Selected by Ottawa in the second round (No. 32) of the 2019 NHL Draft, Pinto is recognized by the organization as one day providing precious depth at center. Citing "the little things," like winning face-offs and providing a fearless net-front presence, Pinto said he simply tries to play the game the right way.
[RELATED: Complete Prospects coverage]
The Senators believe his abilities are far more wide-ranging than the 18-year-old leads on.
"I think he's a versatile player," Senators chief amateur scout Trent Mann said at the draft in Vancouver. "He brings a lot of different aspects to the game that help you win."
"We had him rated pretty high," Ottawa amateur scout Bob Janecyk said. "You can't go wrong with a good-sized, skilled [center]."
Splitting last season between Lincoln and Tri-City in the United States Hockey League, Pinto (6-foot-2, 188 pounds) had 59 points (28 goals, 31 assists) in 56 games, with nine points (four goals, five assists) in six playoff games.
Pinto will be honing his skating and all-around game this season at the University of North Dakota, which is considered by many to be the closest a college player can get to a professional hockey environment. UND head coach Brad Berry said they've been described as "the 32nd NHL team."
Video: Senators draft F Shane Pinto No. 32
"When we recruit, we look for guys with certain qualities, and he checked the boxes on a lot of the things we look for," Berry said. "He's an outstanding young man that just wants to get better every day, that listens to coaches and wants to play at the highest level.
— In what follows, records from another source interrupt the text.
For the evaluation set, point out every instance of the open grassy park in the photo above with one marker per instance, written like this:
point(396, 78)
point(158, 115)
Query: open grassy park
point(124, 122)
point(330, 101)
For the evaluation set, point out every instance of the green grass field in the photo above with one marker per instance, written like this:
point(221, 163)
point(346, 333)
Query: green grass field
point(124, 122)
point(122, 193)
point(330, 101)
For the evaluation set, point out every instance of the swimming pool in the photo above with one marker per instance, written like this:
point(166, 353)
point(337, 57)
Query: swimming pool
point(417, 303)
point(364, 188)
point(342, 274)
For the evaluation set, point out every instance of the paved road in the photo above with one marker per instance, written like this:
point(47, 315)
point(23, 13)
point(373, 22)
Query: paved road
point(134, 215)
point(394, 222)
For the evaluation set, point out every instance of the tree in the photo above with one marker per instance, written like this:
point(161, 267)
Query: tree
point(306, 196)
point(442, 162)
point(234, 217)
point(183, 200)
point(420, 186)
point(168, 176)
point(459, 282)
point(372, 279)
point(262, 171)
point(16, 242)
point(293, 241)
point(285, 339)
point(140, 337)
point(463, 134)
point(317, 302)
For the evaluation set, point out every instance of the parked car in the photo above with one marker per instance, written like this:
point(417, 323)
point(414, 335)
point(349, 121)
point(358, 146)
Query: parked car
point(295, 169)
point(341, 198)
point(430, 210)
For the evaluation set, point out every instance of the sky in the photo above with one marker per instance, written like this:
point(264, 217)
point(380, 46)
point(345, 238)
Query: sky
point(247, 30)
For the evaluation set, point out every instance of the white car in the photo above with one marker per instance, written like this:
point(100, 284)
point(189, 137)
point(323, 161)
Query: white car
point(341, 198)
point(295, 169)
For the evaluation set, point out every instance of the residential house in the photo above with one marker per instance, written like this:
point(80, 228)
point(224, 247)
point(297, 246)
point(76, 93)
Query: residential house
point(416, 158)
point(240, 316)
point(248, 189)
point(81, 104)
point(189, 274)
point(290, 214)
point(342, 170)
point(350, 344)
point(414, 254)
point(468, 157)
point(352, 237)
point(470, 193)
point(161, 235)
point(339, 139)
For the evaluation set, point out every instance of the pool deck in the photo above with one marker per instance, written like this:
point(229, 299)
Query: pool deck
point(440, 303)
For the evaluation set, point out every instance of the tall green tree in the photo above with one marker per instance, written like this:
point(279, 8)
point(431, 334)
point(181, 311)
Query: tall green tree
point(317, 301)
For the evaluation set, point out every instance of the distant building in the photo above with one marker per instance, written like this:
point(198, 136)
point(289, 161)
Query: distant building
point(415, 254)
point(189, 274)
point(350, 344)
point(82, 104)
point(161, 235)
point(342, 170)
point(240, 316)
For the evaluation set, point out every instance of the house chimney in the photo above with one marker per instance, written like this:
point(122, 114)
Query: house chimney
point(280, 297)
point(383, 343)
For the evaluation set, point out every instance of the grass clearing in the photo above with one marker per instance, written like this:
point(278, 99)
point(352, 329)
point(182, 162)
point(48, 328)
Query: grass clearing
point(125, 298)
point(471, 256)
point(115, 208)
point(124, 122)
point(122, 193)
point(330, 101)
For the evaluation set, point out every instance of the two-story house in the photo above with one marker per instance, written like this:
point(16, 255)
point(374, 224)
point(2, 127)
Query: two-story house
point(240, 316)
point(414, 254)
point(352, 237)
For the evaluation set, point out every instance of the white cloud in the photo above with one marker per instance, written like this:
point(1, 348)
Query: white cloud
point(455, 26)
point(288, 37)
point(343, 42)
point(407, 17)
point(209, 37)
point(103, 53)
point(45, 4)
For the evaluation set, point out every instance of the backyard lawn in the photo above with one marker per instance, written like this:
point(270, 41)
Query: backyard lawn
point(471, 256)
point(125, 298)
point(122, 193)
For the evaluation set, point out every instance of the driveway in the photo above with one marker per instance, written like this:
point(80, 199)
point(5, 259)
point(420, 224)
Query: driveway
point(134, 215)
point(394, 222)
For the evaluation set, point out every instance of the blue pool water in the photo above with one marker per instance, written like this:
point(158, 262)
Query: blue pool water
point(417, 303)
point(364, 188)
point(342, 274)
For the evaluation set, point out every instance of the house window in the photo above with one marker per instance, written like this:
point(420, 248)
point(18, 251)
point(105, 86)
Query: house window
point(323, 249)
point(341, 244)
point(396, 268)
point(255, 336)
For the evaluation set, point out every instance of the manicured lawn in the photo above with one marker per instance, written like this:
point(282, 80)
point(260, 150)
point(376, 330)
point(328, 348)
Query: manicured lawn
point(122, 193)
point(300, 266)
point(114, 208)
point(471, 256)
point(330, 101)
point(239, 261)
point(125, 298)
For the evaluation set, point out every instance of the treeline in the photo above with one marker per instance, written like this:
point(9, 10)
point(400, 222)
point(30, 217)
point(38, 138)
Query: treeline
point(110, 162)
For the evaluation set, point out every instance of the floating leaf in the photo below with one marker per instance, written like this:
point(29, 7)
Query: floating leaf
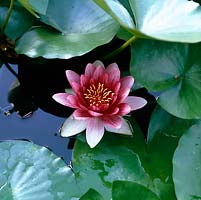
point(162, 122)
point(39, 6)
point(118, 12)
point(27, 5)
point(15, 28)
point(187, 165)
point(52, 44)
point(92, 195)
point(126, 159)
point(28, 171)
point(130, 190)
point(84, 27)
point(168, 20)
point(173, 69)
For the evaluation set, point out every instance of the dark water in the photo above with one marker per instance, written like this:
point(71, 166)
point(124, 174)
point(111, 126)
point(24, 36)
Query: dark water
point(41, 127)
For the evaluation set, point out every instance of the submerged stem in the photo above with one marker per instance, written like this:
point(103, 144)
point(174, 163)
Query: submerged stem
point(121, 48)
point(7, 17)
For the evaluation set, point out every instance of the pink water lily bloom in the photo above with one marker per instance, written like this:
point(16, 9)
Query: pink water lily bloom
point(100, 99)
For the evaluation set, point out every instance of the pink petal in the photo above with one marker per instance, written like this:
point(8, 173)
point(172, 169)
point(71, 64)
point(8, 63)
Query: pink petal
point(99, 73)
point(81, 114)
point(94, 131)
point(112, 120)
point(98, 63)
point(122, 95)
point(124, 109)
point(127, 82)
point(113, 72)
point(125, 129)
point(89, 70)
point(112, 111)
point(62, 98)
point(94, 114)
point(72, 127)
point(135, 102)
point(84, 81)
point(72, 76)
point(73, 101)
point(76, 87)
point(116, 87)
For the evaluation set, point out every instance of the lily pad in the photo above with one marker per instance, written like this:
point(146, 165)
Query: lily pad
point(39, 6)
point(174, 70)
point(118, 12)
point(175, 20)
point(130, 190)
point(162, 122)
point(92, 195)
point(27, 5)
point(52, 44)
point(127, 159)
point(15, 28)
point(84, 27)
point(187, 165)
point(28, 171)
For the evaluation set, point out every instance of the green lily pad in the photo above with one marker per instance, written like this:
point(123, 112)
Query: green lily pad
point(118, 12)
point(174, 70)
point(52, 44)
point(187, 165)
point(130, 190)
point(175, 21)
point(27, 5)
point(162, 122)
point(91, 195)
point(127, 159)
point(84, 27)
point(39, 6)
point(15, 28)
point(28, 171)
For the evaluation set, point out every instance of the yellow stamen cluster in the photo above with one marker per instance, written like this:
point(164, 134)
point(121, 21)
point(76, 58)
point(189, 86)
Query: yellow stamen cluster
point(98, 95)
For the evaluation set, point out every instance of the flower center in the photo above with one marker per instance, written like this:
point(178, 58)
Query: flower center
point(97, 95)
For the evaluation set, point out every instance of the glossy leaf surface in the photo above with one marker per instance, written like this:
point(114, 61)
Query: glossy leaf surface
point(187, 165)
point(28, 171)
point(81, 29)
point(127, 159)
point(174, 70)
point(130, 190)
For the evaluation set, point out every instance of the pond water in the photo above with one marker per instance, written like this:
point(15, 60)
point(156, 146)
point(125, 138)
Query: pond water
point(41, 127)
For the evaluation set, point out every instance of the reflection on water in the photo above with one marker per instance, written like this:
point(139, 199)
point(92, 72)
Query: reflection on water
point(41, 127)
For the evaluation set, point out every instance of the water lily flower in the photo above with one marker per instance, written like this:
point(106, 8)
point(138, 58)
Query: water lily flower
point(100, 99)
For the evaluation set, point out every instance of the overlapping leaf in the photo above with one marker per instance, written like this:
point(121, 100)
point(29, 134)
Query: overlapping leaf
point(126, 159)
point(169, 20)
point(15, 28)
point(81, 26)
point(28, 171)
point(130, 190)
point(162, 122)
point(172, 68)
point(187, 165)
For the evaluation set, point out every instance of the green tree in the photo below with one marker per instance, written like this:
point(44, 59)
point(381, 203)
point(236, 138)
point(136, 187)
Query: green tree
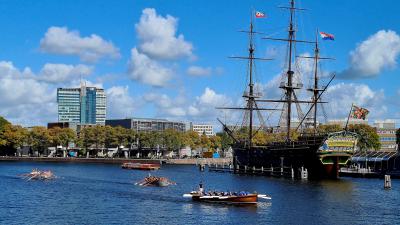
point(3, 122)
point(215, 142)
point(13, 136)
point(39, 139)
point(226, 140)
point(62, 136)
point(398, 136)
point(328, 128)
point(368, 138)
point(111, 137)
point(172, 139)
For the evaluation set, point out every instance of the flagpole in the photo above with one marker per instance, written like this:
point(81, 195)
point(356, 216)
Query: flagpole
point(348, 117)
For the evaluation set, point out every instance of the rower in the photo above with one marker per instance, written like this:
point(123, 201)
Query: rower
point(201, 189)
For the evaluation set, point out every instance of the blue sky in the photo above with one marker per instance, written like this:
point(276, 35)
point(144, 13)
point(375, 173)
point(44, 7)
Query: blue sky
point(168, 59)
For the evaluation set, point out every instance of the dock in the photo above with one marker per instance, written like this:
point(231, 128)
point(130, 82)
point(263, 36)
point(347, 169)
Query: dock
point(287, 172)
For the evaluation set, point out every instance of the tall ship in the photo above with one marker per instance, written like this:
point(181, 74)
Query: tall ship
point(303, 147)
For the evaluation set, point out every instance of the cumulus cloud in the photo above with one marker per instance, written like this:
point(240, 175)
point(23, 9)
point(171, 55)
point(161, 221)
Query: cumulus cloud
point(378, 52)
point(199, 71)
point(202, 107)
point(144, 69)
point(60, 40)
point(158, 38)
point(340, 97)
point(119, 103)
point(24, 99)
point(60, 73)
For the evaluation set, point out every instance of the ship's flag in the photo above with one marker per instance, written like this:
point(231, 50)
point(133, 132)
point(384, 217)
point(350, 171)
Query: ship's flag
point(326, 36)
point(359, 113)
point(260, 14)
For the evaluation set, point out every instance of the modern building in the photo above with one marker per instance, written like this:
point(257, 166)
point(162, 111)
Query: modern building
point(386, 129)
point(201, 129)
point(84, 105)
point(147, 124)
point(342, 122)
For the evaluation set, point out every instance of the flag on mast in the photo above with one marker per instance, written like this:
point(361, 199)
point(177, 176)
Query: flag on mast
point(260, 14)
point(359, 113)
point(326, 36)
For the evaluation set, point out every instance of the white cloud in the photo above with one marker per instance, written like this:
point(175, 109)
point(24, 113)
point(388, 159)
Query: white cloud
point(24, 99)
point(158, 38)
point(340, 97)
point(119, 103)
point(378, 52)
point(199, 71)
point(61, 73)
point(202, 108)
point(144, 69)
point(60, 40)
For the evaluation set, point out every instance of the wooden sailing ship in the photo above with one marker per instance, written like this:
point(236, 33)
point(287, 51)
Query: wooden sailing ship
point(313, 152)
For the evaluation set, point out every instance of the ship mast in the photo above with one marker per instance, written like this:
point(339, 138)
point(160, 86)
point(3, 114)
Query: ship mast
point(316, 90)
point(250, 100)
point(289, 88)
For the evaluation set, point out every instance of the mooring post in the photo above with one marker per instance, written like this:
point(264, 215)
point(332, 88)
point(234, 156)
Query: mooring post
point(388, 182)
point(304, 173)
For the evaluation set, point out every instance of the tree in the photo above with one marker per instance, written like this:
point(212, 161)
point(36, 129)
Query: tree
point(39, 139)
point(3, 123)
point(191, 139)
point(226, 140)
point(13, 137)
point(368, 138)
point(215, 142)
point(111, 137)
point(398, 136)
point(172, 139)
point(62, 136)
point(329, 128)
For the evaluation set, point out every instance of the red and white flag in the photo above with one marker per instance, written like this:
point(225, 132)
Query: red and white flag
point(260, 14)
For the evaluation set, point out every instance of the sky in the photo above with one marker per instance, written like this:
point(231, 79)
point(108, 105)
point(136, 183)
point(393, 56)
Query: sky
point(169, 59)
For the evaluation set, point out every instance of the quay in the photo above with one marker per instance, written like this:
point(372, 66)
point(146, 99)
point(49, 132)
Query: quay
point(367, 173)
point(287, 172)
point(197, 161)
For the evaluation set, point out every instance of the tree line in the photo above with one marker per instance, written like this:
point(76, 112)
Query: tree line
point(38, 138)
point(13, 137)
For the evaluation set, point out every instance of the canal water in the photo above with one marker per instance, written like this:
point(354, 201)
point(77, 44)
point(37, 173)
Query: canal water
point(106, 194)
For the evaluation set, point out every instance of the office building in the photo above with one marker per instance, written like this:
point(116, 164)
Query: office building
point(201, 129)
point(84, 105)
point(147, 124)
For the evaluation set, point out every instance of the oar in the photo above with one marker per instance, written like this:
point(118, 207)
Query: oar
point(264, 196)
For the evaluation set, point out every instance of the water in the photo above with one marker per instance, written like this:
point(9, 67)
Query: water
point(106, 194)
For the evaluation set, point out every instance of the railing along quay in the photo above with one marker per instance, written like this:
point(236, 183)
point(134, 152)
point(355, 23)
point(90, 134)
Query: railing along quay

"We identified him as having very high-end skill level, but kind of a blue-collar mentality approach to the game. Some of the terminology we use, that we like to have in our group, is not wasting a shift and making every shift count. When we watched him, he was a guy that was engaged all the time."
Pinto will get his first taste of the NCAA alongside fellow Senators prospects Jacob Bernard-Docker (No. 26 pick in the 2018 NHL Draft) and Jonathan Tychonick (No. 48 pick in the 2018 NHL Draft). Both have already spent a year at UND, and Pinto is looking forward to learning from two players he hopes to call teammates in Ottawa one day.
"They're awesome guys, first of all," Pinto said. "Once I met them, you could tell they had good personalities. We've been talking, I've been asking some questions about how the life is there and what kind of hockey that they play, and they just told me all good stuff."
Good stuff that will help Pinto progress as a top prospect with the Senators.